A Master Perfumer's Reflections on Patchouli and Vetiver

A poetic, geographic, and botanical journey of perfume discovery.
Illustration: Karin Doering-Froger
By: Jean-Claude Ellena

For perfume makers, each smell carries with it a multitude of associations and impressions that must be carefully analyzed and understood before the sum of all its parts emerges. All perfumers have their own idiosyncratic methods, drawn from their individual olfactory experiences, for classifying fragrances.

In his book “Atlas of Perfumed Botany,” virtuoso perfumer Jean-Claude Ellena leads readers on a poetic, geographic, and botanical journey of perfume discovery. Ellena offers a varied and fascinating cartography of fragrances, tracing historical connections and cultural exchanges. Full-page entries on plants ranging from bergamot to lavender are accompanied by detailed and vivid full-color botanical illustrations by Karin Doering-Froger. Two of those entries, on patchouli and vetiver, are excerpted below.


Patchouli
Pogostemon cablin

In 1968, I was 20 years old.
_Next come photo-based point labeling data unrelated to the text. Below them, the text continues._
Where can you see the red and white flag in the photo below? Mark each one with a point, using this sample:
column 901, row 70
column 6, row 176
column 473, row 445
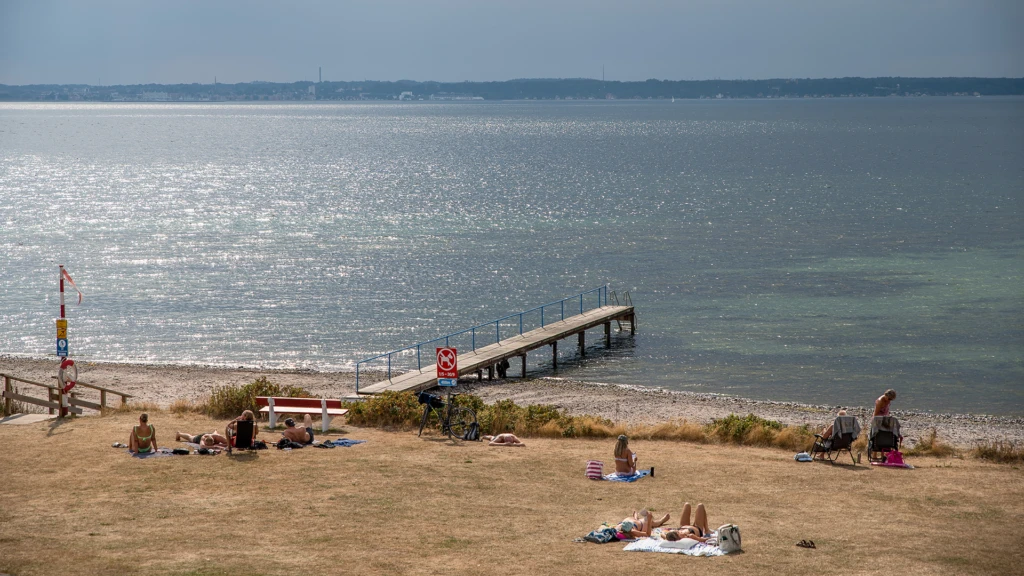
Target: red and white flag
column 72, row 282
Young people of both sexes perfumed themselves with essences of musk that did not really smell like musk (no one knew its actual odor), sandalwood, and patchouli. We rejected the bourgeois values of the world we had come from, and we challenged authority, conventional ways of life, religion, and consumer society. The musk and sandalwood had been manufactured chemically, but we thought we were buying something pure and natural. We went to bazaars and drugstores, not perfumeries. Only the patchouli was real, judging by the cost. Synthetic sandalwood and musk had been exported from France or the United States to India, only to wind up coming back to the West. The cheap, low-quality flasks in garish colors and imitation gold guaranteed the products’ authenticity in our eyes. It seemed to us that India, a land of great antiquity and home to diverse cultures, was where our dreams and utopian fantasies could all come true.

This article is excerpted from Jean-Claude Ellena’s book “Atlas of Perfumed Botany.”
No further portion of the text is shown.